Zhang et al. [28] produced biomedical β type Ti2448 components using SLM. The density and microhardness generally increase with laser scan speed decreasing, which corresponds to a higher laser energy density. Near full density parts (>99 %) can be obtained at a laser power of 200 W and with a scan speed range of 300–600 mm·s−1. Compared with material prepared by conventional processing routes, SLM processing produces samples with similar mechanical properties but without pronounced superelastic deformation due to the high oxygen content of the starting powder. An example of an acetabular hip cup with complex outer scaffold has been manufactured (Fig. 8) [28]. Liu et al. [40] presented an optimal porous structure with 85 % porosity fabricated by Ti2448. The relative density was affected by scanning speed and input energy. A 99.3 % relative density specimen was achieved at 750 mm·s−1 with an input power of 175 W. The compressive strength reaches 51 MPa with a ductility of 14 %. The results above indicate that Ti2448 is suitable for artificial implant.

Fig. 8
figure 8

An example of precise acetabular cup produced by SLM using Ti2448 powders with laser power of 200 W and a laser scan speed of 550 mm·s−1; inset showing fine-scale scaffold that has been created on surface, which is aimed at enhancing bone ingrowth

4 Conclusion

The emphasis of this review is on the recent progress in biomedical titanium development and achievement brought about by additive manufacturing. Beta-type biomedical titanium alloys are preferred materials for medical implants due to their low modulus, excellent biocompatibility, high corrosion resistance and high strength compared with stainless steel and Co-based alloys. Efforts to further improve biocompatibility and reduce modulus of titanium alloys had been made. A new generation of β-type biomedical titanium alloys consisting of non-toxic elements possessed low elastic modulus.
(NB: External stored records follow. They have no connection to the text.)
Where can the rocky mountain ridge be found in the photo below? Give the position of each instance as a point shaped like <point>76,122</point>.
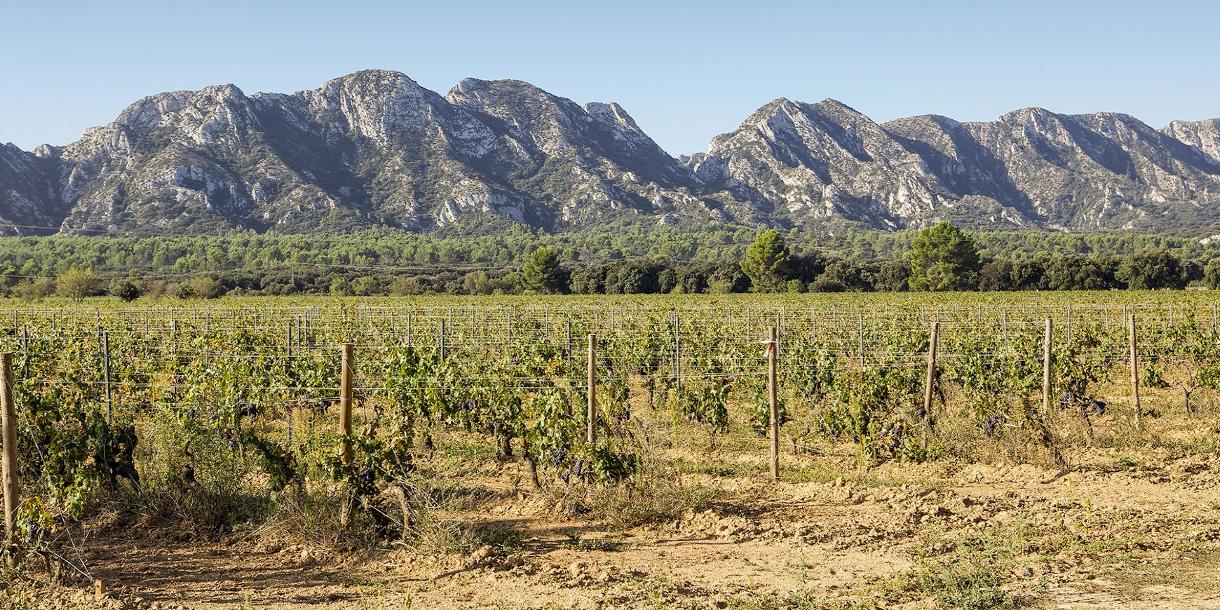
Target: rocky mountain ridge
<point>377,149</point>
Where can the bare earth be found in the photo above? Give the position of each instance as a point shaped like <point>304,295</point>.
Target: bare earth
<point>1116,531</point>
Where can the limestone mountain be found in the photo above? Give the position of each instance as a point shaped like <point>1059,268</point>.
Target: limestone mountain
<point>375,148</point>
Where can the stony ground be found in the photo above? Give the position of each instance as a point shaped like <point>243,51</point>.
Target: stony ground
<point>1133,522</point>
<point>1118,531</point>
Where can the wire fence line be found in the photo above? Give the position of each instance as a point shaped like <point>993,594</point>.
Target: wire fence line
<point>167,349</point>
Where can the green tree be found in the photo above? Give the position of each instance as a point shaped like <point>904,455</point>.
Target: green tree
<point>1151,270</point>
<point>943,259</point>
<point>406,286</point>
<point>766,261</point>
<point>1212,276</point>
<point>542,272</point>
<point>77,283</point>
<point>205,287</point>
<point>126,289</point>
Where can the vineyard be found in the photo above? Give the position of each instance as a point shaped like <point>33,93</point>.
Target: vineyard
<point>216,415</point>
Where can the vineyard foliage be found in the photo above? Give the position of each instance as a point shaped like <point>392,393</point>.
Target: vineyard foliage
<point>239,399</point>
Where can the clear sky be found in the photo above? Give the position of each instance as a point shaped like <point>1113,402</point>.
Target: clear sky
<point>685,70</point>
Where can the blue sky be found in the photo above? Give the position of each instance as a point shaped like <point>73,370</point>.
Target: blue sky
<point>685,70</point>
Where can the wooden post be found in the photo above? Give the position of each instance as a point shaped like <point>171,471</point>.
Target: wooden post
<point>591,392</point>
<point>105,375</point>
<point>861,339</point>
<point>1046,367</point>
<point>441,339</point>
<point>930,381</point>
<point>10,469</point>
<point>1135,369</point>
<point>677,353</point>
<point>772,403</point>
<point>345,395</point>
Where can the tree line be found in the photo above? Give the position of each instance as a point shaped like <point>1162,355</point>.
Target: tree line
<point>940,258</point>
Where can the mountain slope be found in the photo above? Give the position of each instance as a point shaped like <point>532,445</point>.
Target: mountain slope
<point>375,148</point>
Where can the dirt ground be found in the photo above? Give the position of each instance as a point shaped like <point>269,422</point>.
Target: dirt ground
<point>1120,530</point>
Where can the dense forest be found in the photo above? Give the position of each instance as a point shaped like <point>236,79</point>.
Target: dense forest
<point>609,260</point>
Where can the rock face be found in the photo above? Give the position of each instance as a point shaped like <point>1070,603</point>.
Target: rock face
<point>1030,168</point>
<point>376,149</point>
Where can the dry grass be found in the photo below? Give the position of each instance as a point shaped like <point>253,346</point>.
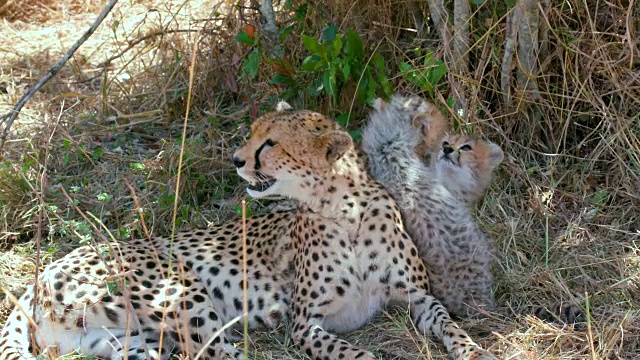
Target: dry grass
<point>564,210</point>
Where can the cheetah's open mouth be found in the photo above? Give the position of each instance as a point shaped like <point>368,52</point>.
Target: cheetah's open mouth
<point>446,157</point>
<point>262,185</point>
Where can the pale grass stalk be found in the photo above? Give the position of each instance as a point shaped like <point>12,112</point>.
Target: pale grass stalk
<point>589,331</point>
<point>245,300</point>
<point>215,335</point>
<point>180,159</point>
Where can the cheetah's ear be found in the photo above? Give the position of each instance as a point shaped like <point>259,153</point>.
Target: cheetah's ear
<point>495,155</point>
<point>379,104</point>
<point>283,106</point>
<point>334,144</point>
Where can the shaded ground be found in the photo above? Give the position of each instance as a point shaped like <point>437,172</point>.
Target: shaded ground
<point>564,210</point>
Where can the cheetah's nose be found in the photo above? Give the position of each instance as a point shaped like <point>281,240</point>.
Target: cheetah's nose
<point>238,162</point>
<point>447,149</point>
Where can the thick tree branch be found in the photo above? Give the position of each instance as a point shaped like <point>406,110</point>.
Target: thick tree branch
<point>10,117</point>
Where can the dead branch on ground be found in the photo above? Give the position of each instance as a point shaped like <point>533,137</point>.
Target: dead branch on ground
<point>10,117</point>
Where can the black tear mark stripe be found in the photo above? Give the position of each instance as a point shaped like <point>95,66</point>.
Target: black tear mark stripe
<point>270,143</point>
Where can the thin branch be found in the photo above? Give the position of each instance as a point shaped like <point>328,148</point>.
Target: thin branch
<point>418,16</point>
<point>135,42</point>
<point>10,117</point>
<point>528,47</point>
<point>269,27</point>
<point>507,58</point>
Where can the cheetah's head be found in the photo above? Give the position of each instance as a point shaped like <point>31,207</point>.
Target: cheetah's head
<point>424,117</point>
<point>290,152</point>
<point>465,165</point>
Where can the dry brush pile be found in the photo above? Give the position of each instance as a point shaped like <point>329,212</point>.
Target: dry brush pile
<point>555,83</point>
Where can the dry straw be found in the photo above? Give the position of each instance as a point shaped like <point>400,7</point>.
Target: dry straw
<point>564,210</point>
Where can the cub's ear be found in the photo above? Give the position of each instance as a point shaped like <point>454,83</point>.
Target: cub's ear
<point>334,144</point>
<point>283,106</point>
<point>379,104</point>
<point>495,155</point>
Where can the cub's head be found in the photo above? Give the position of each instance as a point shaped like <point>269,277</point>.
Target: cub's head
<point>424,117</point>
<point>464,165</point>
<point>290,153</point>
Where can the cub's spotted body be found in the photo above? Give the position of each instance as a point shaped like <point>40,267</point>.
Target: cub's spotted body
<point>457,254</point>
<point>352,255</point>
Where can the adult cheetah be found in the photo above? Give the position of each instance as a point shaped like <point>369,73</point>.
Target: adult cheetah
<point>352,254</point>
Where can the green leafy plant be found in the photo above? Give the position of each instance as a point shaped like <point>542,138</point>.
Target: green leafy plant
<point>339,58</point>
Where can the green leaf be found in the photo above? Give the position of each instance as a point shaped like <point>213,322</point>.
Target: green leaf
<point>285,32</point>
<point>346,70</point>
<point>301,12</point>
<point>385,85</point>
<point>97,153</point>
<point>436,72</point>
<point>343,119</point>
<point>316,87</point>
<point>329,32</point>
<point>450,102</point>
<point>355,134</point>
<point>244,38</point>
<point>137,166</point>
<point>413,76</point>
<point>354,45</point>
<point>378,62</point>
<point>337,46</point>
<point>312,63</point>
<point>313,45</point>
<point>279,78</point>
<point>329,81</point>
<point>251,64</point>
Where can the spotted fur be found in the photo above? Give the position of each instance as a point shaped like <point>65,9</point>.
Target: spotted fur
<point>352,254</point>
<point>457,254</point>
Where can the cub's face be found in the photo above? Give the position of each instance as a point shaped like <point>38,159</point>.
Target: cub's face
<point>289,153</point>
<point>465,165</point>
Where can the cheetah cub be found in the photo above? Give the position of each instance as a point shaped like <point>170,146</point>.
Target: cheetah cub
<point>457,254</point>
<point>465,166</point>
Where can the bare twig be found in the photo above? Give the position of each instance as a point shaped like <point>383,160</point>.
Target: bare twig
<point>418,16</point>
<point>507,58</point>
<point>528,47</point>
<point>137,41</point>
<point>269,27</point>
<point>10,117</point>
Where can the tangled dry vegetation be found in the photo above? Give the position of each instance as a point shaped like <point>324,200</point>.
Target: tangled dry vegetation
<point>564,210</point>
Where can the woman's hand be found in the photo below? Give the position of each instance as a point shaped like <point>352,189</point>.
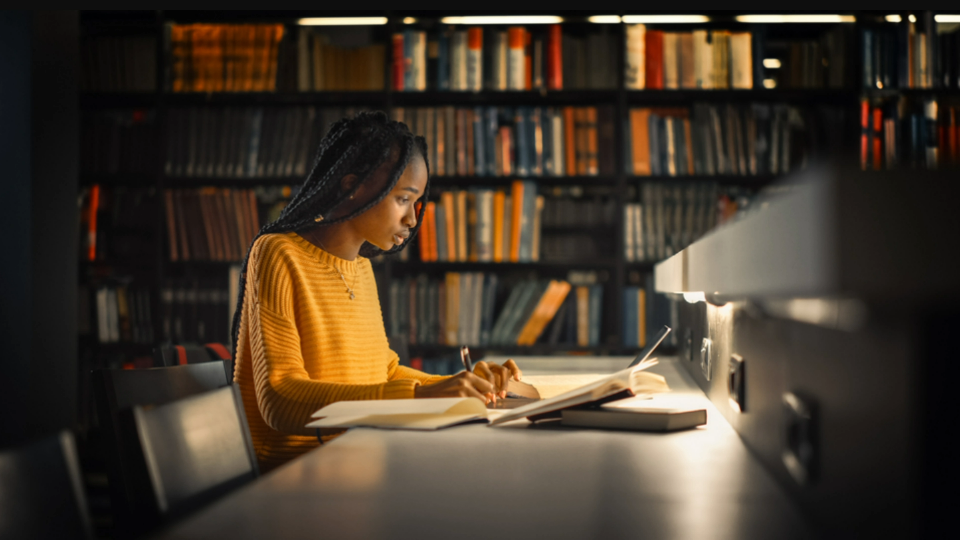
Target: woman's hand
<point>486,383</point>
<point>498,376</point>
<point>463,384</point>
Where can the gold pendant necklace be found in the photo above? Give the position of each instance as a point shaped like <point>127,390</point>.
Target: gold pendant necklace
<point>343,279</point>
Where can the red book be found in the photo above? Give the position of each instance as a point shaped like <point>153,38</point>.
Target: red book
<point>92,222</point>
<point>654,60</point>
<point>399,62</point>
<point>877,138</point>
<point>555,58</point>
<point>864,134</point>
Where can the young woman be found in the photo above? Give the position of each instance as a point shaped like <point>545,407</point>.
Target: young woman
<point>308,329</point>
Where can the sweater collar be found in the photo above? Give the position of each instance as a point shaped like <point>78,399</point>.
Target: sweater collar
<point>327,259</point>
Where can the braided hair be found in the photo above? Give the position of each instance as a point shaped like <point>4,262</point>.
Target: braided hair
<point>358,146</point>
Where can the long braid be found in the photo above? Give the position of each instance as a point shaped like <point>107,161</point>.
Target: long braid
<point>359,146</point>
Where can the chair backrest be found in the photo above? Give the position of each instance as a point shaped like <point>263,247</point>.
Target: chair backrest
<point>41,492</point>
<point>195,450</point>
<point>181,355</point>
<point>118,389</point>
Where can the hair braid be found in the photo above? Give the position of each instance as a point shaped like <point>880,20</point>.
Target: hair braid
<point>358,146</point>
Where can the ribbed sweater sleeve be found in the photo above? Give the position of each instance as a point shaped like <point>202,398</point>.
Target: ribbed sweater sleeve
<point>304,343</point>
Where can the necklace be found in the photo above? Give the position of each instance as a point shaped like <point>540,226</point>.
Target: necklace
<point>343,279</point>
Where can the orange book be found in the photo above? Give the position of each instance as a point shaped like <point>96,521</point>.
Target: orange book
<point>171,223</point>
<point>592,145</point>
<point>446,199</point>
<point>640,141</point>
<point>545,311</point>
<point>569,136</point>
<point>93,208</point>
<point>877,138</point>
<point>498,200</point>
<point>516,218</point>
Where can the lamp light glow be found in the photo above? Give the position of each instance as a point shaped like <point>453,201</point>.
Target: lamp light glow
<point>665,19</point>
<point>342,21</point>
<point>504,19</point>
<point>604,19</point>
<point>812,18</point>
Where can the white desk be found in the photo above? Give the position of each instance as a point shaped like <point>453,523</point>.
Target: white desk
<point>518,480</point>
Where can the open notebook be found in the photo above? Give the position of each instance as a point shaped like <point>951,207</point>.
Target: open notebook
<point>430,414</point>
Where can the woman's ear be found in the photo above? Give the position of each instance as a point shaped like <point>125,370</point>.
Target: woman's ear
<point>348,182</point>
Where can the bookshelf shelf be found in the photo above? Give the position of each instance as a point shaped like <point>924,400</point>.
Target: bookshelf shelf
<point>359,97</point>
<point>215,181</point>
<point>556,97</point>
<point>445,181</point>
<point>417,266</point>
<point>117,100</point>
<point>794,96</point>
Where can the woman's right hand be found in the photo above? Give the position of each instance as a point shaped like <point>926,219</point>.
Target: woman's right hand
<point>463,384</point>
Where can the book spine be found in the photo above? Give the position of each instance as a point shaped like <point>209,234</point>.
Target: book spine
<point>516,77</point>
<point>555,57</point>
<point>475,59</point>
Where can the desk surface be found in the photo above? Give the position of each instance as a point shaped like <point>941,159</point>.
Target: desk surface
<point>545,481</point>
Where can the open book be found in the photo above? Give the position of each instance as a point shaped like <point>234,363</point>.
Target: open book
<point>629,382</point>
<point>419,414</point>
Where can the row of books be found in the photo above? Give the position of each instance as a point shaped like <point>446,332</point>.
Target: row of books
<point>520,141</point>
<point>476,309</point>
<point>118,142</point>
<point>116,223</point>
<point>710,139</point>
<point>222,57</point>
<point>246,142</point>
<point>898,133</point>
<point>911,54</point>
<point>118,63</point>
<point>310,62</point>
<point>517,58</point>
<point>815,63</point>
<point>671,217</point>
<point>210,224</point>
<point>705,59</point>
<point>483,225</point>
<point>122,314</point>
<point>196,311</point>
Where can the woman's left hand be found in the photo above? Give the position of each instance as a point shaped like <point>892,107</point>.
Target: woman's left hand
<point>498,375</point>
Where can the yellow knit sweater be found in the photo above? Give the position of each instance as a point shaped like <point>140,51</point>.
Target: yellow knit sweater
<point>305,344</point>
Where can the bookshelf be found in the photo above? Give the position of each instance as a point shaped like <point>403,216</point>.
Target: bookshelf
<point>839,93</point>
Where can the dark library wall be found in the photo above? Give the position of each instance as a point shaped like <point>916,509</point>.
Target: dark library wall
<point>38,145</point>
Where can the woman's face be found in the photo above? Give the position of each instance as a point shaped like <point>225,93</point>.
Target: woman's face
<point>388,223</point>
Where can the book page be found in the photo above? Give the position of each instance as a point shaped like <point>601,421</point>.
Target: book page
<point>401,406</point>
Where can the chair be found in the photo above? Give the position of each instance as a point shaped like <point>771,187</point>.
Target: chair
<point>41,492</point>
<point>118,389</point>
<point>181,355</point>
<point>195,450</point>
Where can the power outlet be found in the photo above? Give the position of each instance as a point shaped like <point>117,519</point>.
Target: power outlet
<point>736,383</point>
<point>706,358</point>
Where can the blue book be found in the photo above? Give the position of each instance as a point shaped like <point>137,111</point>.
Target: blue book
<point>526,221</point>
<point>441,219</point>
<point>522,141</point>
<point>479,144</point>
<point>534,121</point>
<point>653,130</point>
<point>443,61</point>
<point>549,167</point>
<point>489,301</point>
<point>410,75</point>
<point>490,131</point>
<point>596,308</point>
<point>631,319</point>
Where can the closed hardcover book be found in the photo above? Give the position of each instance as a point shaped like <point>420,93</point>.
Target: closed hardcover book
<point>634,418</point>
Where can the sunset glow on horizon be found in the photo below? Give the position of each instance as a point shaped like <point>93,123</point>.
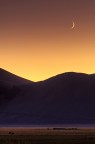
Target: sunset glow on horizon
<point>36,39</point>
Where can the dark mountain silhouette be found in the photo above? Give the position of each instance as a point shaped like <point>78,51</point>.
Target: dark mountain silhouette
<point>9,86</point>
<point>68,98</point>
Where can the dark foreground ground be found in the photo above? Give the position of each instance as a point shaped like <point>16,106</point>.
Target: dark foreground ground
<point>47,136</point>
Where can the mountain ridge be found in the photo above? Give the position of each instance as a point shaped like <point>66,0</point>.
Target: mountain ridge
<point>67,98</point>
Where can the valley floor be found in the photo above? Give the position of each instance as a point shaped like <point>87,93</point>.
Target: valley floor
<point>47,136</point>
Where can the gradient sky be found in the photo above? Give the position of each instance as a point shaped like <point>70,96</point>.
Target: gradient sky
<point>36,39</point>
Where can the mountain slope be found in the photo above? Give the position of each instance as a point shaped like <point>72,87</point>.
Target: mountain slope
<point>65,98</point>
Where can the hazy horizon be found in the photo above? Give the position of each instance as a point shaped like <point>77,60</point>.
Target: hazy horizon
<point>37,40</point>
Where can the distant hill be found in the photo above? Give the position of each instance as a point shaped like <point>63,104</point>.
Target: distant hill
<point>68,98</point>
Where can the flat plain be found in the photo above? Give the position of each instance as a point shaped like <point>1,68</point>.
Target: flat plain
<point>23,135</point>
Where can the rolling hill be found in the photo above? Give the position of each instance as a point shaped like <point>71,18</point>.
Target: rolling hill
<point>68,98</point>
The development of new biomedical titanium alloys coupled with the application of additive manufacturing technologies brought about new opportunities in the biomedical industry. Many researches exhibited the excellent performance of AM technologies in fabricating artificial replacements in terms of complex structure, high mechanical properties and the promotion of bone cell ingrowth. Further investigations need to be done to improve the roughness of implants manufactured by AM systems. Design and fabrication of graded porous structure with gradient modulus to reduce the stress concentration of implants is an important future research direction.